Por Nicolás Antonio Vásquez López Cronista
Hoy recordé escribir la crónica semanal, un poco simplona, aunque menos insípida; prueben de a poquito, sin atarugarse, por favor. Hoy no es hoy: ¡qué va! Hoy es mañana y el mañana es un futuro mejor. Menos trágico, menos marrullero, menos criminal; ¡oyeron! Paren oreja, parroquianos, no se vayan a quedar con los misterios lastimeros, nada de eso: gozosos, gozosos, ya estuvo de sufrir, no espero menos de ustedes. Salí a jugar fútbol, jugar es un decir, con mis amigos Efraín y Sergio, sin saber antes que la parroquia de Camilo C estaba poniéndole billetes a un tal San Isidro labrador, en el poncho, que trabajando no vi, dizque santo, ¿a dónde hemos llegado, por dios; vestir de plata a un pedazo de yeso. Ah, entramos orondos por el portón, al frente la tarima con el agasajado santo, exponiendo su capital valía, la consola y el DJ con las canciones decembrinas, guascas, carrileras. Y la banda sonora de un pueblo en tibias tropelías: “era un domingo, espléndido y hermoso; me disponía a ir a visitarte”. A mano derecha, los primeros puestos de empanadas de iglesia, paquetes en bolsa de papel chorreante de manteca, a dos mil, dulce de naranja, dulce de leche. Sergio hizo el canje, papel moneda por láminas forradas en papel contact para después hacer contabilidad, pedir cuentas; de dos mil, tres mil, cinco mil, diez mil, veinte mil…

Las señoras no cogen plata, cogen masa amarilla y hacen un amasijo de papa y hogao de relleno. A la vista izquierda, cerca de la primera pared del templo, el caspete copado de cerveza, aguardiente y gaseosa. Beban y tomen todos de él. A esa hora, la mañana fría, había gente ahíta de guaro, de frente, filados en sillas plásticas tres personas embriagadas, dos señores y una señora rascando la charrasca. El primer señor, con alma de acróbata, pierde el equilibrio, coge la silla que le sigue, cae el primero, cae el segundo; el segundo se trata de sujetar a la silla de la tercera persona, la señora de charrasca, de bruces al suelo; todos, ni uno se salvó, ni la charrasca, voló, rodó. ¡Jua!, ¡Jua!, ¡Jua! La audiencia los acaloró con una risotada. Y ahora el mundo volcado a la moda circular, los segundazos en el bazar, pila de ropa usada, esperando ser estrenada por segunda vez. Yo no compré; lo bueno se lo llevan temprano. ¡Sí ve San Isidro!

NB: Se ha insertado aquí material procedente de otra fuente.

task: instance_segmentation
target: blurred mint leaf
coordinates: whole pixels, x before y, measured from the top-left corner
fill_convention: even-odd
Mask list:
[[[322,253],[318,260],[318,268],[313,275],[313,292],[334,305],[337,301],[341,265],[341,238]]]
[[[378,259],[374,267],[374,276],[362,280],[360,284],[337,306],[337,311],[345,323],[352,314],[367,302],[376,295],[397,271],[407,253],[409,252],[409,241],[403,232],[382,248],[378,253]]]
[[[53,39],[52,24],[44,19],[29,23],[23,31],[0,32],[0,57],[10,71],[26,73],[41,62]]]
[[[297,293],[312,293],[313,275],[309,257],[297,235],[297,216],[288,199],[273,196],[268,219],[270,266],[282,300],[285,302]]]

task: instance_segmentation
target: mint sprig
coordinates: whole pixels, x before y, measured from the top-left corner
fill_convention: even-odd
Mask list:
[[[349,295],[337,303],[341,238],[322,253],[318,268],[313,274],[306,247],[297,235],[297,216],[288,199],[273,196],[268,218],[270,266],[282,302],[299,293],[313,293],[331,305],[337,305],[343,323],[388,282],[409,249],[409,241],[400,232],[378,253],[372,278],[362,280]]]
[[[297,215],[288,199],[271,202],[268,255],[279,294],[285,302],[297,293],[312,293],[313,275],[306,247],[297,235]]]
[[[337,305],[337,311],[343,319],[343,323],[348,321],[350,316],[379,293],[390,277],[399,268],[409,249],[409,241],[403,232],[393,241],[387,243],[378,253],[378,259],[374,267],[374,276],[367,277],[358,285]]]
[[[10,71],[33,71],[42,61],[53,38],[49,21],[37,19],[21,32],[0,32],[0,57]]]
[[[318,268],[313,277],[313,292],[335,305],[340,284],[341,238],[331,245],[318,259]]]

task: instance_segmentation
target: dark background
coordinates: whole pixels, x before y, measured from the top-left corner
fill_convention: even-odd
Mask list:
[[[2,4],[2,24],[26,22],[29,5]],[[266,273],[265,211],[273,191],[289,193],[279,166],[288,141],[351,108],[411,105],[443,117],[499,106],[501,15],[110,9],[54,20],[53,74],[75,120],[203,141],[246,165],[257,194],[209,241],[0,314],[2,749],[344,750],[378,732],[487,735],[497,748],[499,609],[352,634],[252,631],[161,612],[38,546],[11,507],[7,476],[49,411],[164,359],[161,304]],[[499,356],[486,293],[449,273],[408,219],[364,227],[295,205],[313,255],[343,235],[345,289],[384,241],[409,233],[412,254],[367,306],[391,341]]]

Animales enjaulados; el conejo valía diez mil; también había gallinas blancas y veteadas. Al conejo pretendían sacrificarlo; en conversaciones gastronómicas que logré oír. Debatían si era mejor conejo guisado o asado. Yo le pedía a San Isidro: “hazme el milagrito, volverlo liebre, abrirle la puertecita”. Plátano, yuca, productos de pancoger, la tierra en la parcela miserable que dejó el latifundista feroz a San Isidro. ¡Qué viva San Isidro! De fiesta en fiesta, rumba en rumba, la parroquia se surte de alegría. El levita de San Nazareno pasaba alegremente por el rebaño pagano. “Me van a comprar la rifa, la de hoja, y la miti-miti” —dijo el padre. —¿Cómo así que miti-miti? —“Sí, lo que se recoja en plata de las boletas se parte mitad para la parroquia, mitad para usted” —responde el vicario. ¡Eah! ¿Y los del poncho de San Isidro, también entran o qué? Comíamos, fotografiamos, reíamos; el agasajo después de misa es una ecuación exitosa. La vida parece un cuenco de agua tibia; es para quien la mantiene temperada. 7599, el número de la boleta al cielo. ¡Ay, San Isidro bendito, que me la gane! El sombrerón, anfitrión de ala ancha, subastaba un raquítico mercado; casi todo lo compraría un borracho. Desayunamos, comimos una que otra empanada y no jugamos fútbol, una pena. A todas estas, nadie se escapa, por menos cauto que parezca, de las garras de una buena fiesta.
San Isidro, 17 de noviembre de 2025.